Неудивительно, оба пили, а Карл еще и повадился играть на деньги. Проигравшись в очередной раз, он бежал к дяде и на коленях умолял спасти его честь. Но едва деньги были уплачены, племянник забывал о своем благодетеле, называя дядю «мучителем» и «старым ослом».
Но сколько бы денег он ни вытягивал из Бетховена, его проигрыши все равно были больше, так что в конце концов он выкрал у дяди часы, подаренные ему одним из его друзей-меценатов, и купил на вырученные деньги два пистолета. В Бадене под Веной приглядел живописные руины замка и, приехав туда 30 июля 1826 года, приставил оба пистолета к своей голове и нажал сразу на оба курка. Первый пистолет дал осечку, а вторая пуля задела висок. Должно быть, от страха руки ходили ходуном. Рана была несерьезная, но Карл потерял сознание и, возможно, истек бы кровью, не найди его случайно проезжавший мимо извозчик. Он услышал выстрел, нашел молодого человека и доставил его в полицейский участок.
Карл приехал на развалины совсем один, рядом с ним валялись два пистолета, сам он был ранен, свалить на сбежавших злоумышленников не представлялось возможным. При этом попытка суицида по закону строго каралась. Поэтому, очухавшись и мгновенно осознав весь ужас своего положения, Карл немедленно выдал главного виновника произошедшего. До самоубийства его довел его родной дядя Людвиг ван Бетховен. Собственно, он, Карл, стрелялся от отчаяния, не в силах больше терпеть деспотизм опекуна.

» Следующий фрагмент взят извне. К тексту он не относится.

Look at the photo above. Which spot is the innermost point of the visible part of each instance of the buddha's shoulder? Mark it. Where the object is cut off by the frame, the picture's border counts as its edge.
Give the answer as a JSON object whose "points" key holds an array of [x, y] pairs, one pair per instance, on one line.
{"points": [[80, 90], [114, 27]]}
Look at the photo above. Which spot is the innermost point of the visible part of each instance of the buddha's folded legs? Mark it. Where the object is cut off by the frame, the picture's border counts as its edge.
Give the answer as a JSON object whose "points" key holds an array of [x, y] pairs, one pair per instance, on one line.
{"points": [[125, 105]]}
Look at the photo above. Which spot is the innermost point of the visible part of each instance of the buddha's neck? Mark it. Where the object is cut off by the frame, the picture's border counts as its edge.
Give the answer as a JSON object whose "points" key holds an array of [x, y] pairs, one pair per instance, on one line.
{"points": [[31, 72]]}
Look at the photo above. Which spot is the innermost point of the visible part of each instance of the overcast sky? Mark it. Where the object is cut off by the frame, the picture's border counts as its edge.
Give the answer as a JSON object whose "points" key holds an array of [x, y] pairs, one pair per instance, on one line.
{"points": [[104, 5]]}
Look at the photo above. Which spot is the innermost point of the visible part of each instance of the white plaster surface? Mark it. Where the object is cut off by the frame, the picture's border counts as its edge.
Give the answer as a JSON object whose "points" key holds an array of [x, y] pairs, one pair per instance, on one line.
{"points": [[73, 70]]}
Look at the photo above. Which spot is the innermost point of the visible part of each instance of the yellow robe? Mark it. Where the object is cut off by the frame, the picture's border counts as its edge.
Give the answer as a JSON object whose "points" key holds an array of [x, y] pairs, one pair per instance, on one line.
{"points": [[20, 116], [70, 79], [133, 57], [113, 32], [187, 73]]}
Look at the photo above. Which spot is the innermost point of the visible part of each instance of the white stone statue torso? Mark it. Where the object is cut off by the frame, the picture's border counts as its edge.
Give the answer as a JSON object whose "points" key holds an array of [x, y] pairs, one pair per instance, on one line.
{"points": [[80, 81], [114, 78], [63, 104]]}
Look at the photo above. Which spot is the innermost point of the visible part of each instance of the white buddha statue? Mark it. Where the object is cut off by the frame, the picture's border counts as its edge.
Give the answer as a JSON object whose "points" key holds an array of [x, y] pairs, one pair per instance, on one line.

Узнав о случившимся, Бетховен чуть не умер от ужаса. Понимая, что его не пустят на свидание к Карлу, он бросился к Джоанне, с которой не общался много лет, и умолял ее попросить о встрече с сыном, далее он нанял лучших врачей, которые должны были следить за здоровьем Карла, и лучших же юристов.
За один день он постарел лет на двадцать, его волосы сделались совершенно белыми, и сам он сгорбился и скособочился, точно сломанная кукла. Видя эти перемены, произошедшие буквально у него на глазах, Карл Хольц боялся, что композитор не доживет до вечера. Бетховен же изливал на него потоки раскаяния и отчаяния. Да, несомненно, Карл стрелялся из-за него. Нечего было заставлять мальчика заниматься музыкой, а юношу отправлять в ненавистный ему Политех. Он ругал племянника за то, что тот воровал из его библиотеки книги, но с другой стороны, разве сам он не знал, что такое долг чести? Вместо занятий Карл посещал публичные дома, но… Получается, что он, Бетховен, имевший десятки, а может быть, сотни возлюбленных только в Вене, лишал естественных радостей родного ему человека.
Наконец, адвокат добился разрешения перевести Карла из тюрьмы, куда он поступил сразу же после лечения ссадины, в лечебницу для нервно-больных.
«О, какое горе постигло вас… Ну, господин ван Бетховен, вот мы и помирились… Я любила вас, как брата, господин ван Бетховен… Я никогда не говорила о вас ничего дурного… Я дивлюсь вашему гению и ценю ваше сердце…», — щебетала Джоанна.